The assistant director of the U.S. Department of Agriculture’s Wildlife Service said no state can eradicate coyotes.

“They live inside city limits, in the country, in rocky or sandy terrains and in the Piedmont,” Todd Menke said. ““When hunting pressure gets heavy, they become nocturnal. If there’s too much trapping pressure, they’ll leave an area.

Even if North Carolina could (wipe out coyotes), “surrounding states have huge numbers,” he said. “(Juveniles) disperse each October, so even if you cleaned them out, in six months you’d have the same number of coyotes. To exterminate them here would take a huge effort and a lot of money.”

Menke said the best hope for cattle farmers, who suffer the most from coyote attacks, is trapping.

He explained the basic technique for setting coyote traps is the same as for foxes, with one exception. Instead of trying to alter the environment to force an animal to dig where a trap is buried, coyote trappers must make an area appear as natural as possible.

“Coyotes are longer-legged than foxes, so the trap also has to be farther back (from the bait),” he said.

Fox trappers often use sardines as lures. Those smelly fish will attract coyotes, but Menke said slightly rancid venison or beaver meat — both natural foods — may work better.

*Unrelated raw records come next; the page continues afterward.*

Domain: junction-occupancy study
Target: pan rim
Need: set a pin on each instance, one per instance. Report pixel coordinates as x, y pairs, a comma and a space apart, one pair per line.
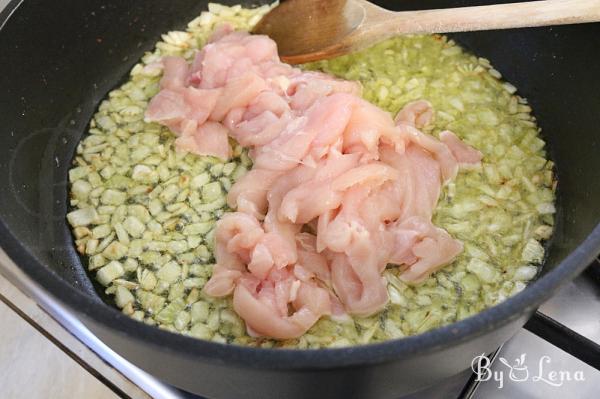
93, 311
453, 334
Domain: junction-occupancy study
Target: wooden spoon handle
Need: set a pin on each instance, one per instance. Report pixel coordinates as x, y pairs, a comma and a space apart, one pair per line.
499, 16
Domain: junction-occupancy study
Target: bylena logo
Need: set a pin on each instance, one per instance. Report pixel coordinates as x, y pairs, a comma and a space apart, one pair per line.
518, 371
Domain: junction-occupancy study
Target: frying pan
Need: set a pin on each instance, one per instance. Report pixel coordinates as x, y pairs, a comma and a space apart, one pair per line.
59, 59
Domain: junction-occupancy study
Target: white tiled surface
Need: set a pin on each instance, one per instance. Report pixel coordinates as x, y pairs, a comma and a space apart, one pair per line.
32, 367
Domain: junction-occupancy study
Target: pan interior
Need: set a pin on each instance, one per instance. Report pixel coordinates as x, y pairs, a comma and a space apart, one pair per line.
56, 68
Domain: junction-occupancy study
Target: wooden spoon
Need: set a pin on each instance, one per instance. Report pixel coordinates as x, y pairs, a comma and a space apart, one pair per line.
309, 30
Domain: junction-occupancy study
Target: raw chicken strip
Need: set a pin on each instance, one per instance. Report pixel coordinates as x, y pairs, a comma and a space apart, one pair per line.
338, 189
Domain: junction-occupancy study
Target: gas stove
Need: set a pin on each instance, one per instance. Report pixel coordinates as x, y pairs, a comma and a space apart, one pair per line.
556, 354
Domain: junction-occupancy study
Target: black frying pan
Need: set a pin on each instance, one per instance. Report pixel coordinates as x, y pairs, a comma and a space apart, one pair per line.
59, 59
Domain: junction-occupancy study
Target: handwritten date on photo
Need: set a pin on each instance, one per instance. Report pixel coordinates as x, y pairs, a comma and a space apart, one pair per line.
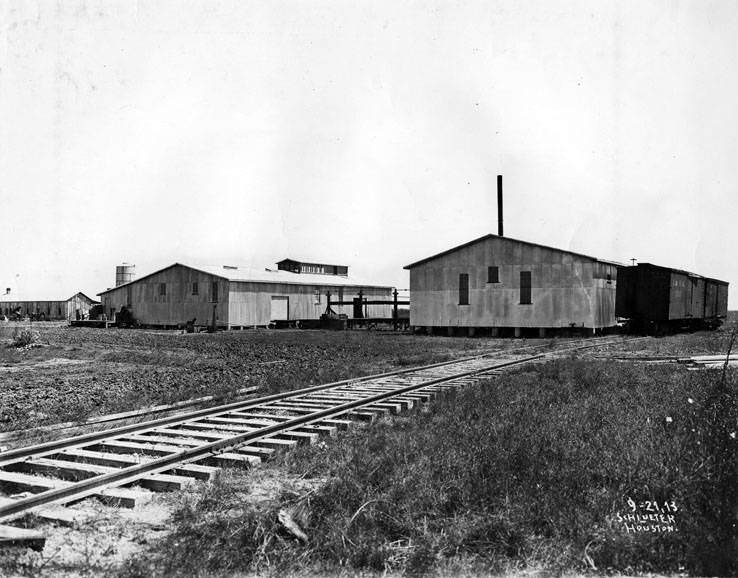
649, 516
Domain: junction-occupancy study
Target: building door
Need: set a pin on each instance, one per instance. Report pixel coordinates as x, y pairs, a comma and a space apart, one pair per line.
280, 309
358, 309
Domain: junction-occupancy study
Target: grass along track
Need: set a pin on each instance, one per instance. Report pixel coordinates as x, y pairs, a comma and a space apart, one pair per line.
178, 449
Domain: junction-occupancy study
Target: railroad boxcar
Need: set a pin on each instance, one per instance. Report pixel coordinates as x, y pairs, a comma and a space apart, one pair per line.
656, 299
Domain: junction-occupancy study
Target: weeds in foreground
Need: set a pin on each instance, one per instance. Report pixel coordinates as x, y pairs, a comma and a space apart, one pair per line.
24, 337
529, 471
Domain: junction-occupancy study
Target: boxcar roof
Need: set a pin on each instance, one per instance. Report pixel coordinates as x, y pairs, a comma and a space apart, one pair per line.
14, 297
251, 275
491, 236
683, 272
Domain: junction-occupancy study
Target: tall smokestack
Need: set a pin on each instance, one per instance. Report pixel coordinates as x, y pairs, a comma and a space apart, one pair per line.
499, 206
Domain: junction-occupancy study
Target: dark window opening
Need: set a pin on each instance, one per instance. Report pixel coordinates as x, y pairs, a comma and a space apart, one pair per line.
525, 288
493, 274
463, 289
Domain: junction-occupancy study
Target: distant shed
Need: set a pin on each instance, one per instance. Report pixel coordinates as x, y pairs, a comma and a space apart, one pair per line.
503, 283
45, 307
240, 297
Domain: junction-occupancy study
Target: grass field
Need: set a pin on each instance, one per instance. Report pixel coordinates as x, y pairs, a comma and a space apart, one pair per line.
76, 373
530, 472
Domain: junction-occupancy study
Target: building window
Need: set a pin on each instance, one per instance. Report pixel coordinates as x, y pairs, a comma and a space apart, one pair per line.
493, 274
525, 288
464, 289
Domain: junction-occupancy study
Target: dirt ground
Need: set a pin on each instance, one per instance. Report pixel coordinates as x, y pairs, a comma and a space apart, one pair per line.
71, 374
76, 373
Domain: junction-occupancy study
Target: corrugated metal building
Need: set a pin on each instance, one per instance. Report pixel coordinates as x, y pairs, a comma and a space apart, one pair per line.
44, 307
499, 282
240, 297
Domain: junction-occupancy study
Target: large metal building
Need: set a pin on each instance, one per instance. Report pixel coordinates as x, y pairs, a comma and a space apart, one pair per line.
44, 307
240, 297
502, 283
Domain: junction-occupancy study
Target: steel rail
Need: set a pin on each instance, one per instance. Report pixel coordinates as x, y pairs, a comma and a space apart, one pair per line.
18, 454
130, 474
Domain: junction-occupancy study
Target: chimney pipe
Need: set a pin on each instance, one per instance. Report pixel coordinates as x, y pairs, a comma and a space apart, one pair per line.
499, 206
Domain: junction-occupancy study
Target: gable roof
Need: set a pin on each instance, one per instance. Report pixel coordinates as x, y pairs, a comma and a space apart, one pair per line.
491, 236
252, 275
15, 297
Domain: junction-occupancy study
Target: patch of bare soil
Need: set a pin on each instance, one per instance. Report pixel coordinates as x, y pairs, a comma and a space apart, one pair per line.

“You also can increase the pan tension on a trap to three or four pounds,” he said. “If you’re at an area where you can’t trap foxes, that’ll exclude most foxes, but it still catches coyotes.”

A basic coyote trap set-up includes a No. 3 coil-spring leg-hold trap with a jaw spread of six inches and smooth jaws.

A “dirt-hole” set is popular. An explanation and diagram is available at www.mdc.mo.gov/hunting-trapping/trapping-coyotes.

Traps should be near travel routes where tracks are found.

“During January and February, coyotes pair up to breed,” Menke said, “so you can use a post-type set-up and put coyote or fox urine on it or (liquid from their leg) glands.”

A trapper may put those liquids “on grass or pieces of wood, where a coyote marks its territory.”

Scent control is another key.

“Many trappers wear rubber boots,” Menke said. “The less scent you leave, the better. The key is to make a set and get out quick.”

Traps must be anchored to the ground. Often rebar is used, but Menke said sometimes a trapper must drive two pieces or rebar into the ground.

“There’s a new disposable stake,” he said. “It’s an anchor design that’s got a little bend at the end so when caught coyote can’t pull it out of the ground.”